The decision of the planning inspectors has dealt a blow to campaigners, politicians and residents across the South West. The next stage of resistance to the airport is already underway, however, with a rally called by Bristol Airport Action Network for 12pm on Saturday, February 12 at College Green.
The decision of the planning inspectors has dealt a blow to campaigners, politicians and residents across the South West.
‘A Kick in the Teeth for Local Democracy’: Bristol Airport Expansion Slammed at Rally
The decision to expand Bristol Airport was condemned by politicians, campaigners and the public at a rally attended by around 200 people on College Green today (Saturday, February 12).
Following a 36-day public inquiry last year, last Wednesday three inspectors granted the airport’s appeal against a 2020 decision by North Somerset Council to refuse planning permission.
From 11am today, speakers including West of England mayor Dan Norris, Green Councillor Lily Fitzgibbon and local campaigners, lined up to denounce the inspectors’ decision, focusing on issues with democracy and fairness in the decision.
Addressing the crowd from a stage, Norris called for the inspectors’ decision to be overturned completely.
The metro mayor has long been an opponent of Bristol Airport expansion. Upon becoming mayor one of Norris’ first moves was to change WECA’s position on Bristol Airport expansion to objection.
WECA has committed to achieving net-zero by 2030. Norris said that airport expansion ‘will drive a coach and horses through that commitment’ and that whilst others were going out of their way to reduce emissions, the airport was seeking ‘special treatment’ to continue increasing emissions.
In her speech to the crowd, FitzGibbon, who previously organised Youth Strikes against airport expansion, said the decision, made against the wishes of 80% of local people who objected in public consultations, was a ‘kick in the teeth for local democracy.’
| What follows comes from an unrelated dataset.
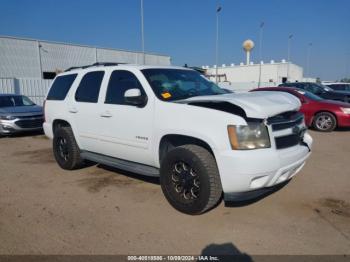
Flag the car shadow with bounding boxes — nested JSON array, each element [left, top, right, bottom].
[[97, 162, 291, 208], [200, 243, 253, 262], [0, 130, 44, 138], [225, 179, 291, 207]]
As well as vast public opposition, the expansion was objected to by the West of England Combined Authority (WECA), Bristol City Council, and Bath and North East Somerset Council.
Fitzgibbon also said the decision ‘makes an absolute mockery’ of all other actions towards decarbonisation.
The airport’s expansion plans will allow them to increase passenger numbers from 10mn to 12 mn per year, resulting in an extra 23,500 flights and an estimated 1mn tonnes of CO2 per year as well as significant rises in noise levels for residents in the flight path, heavier congestions on nearby roads and higher levels of air pollution for miles around the airport.
The rally was called by Bristol Airport Action Network (BAAN), an offshoot of XR who have led opposition to the airport since 2019 through protest and by participating in last year’s planning inquiry.
BAAN’s Steve Clarke said: ‘Our Prime Minister told us only a few months ago at COP26 that we were at one minute to midnight, and yet they’re still allowing airport expansion despite the clear danger the climate and ecological emergency represents to us and our loved ones.’
‘I sat in the inquiry for three months…and I witnessed first hand how the airport’s experts were allowed to spout their half truths and their lies and how the inspectors nodded along and accepted what they said.’
He went on to say that the inspector’s final decision, published in a 118-page document, ‘reads like it was written by the airport. It’s absolutely crazy.’
Today’s demo did not make clear what the next steps will be, but it is clear that opposition to the airport expansion is powerful and will only continue to grow.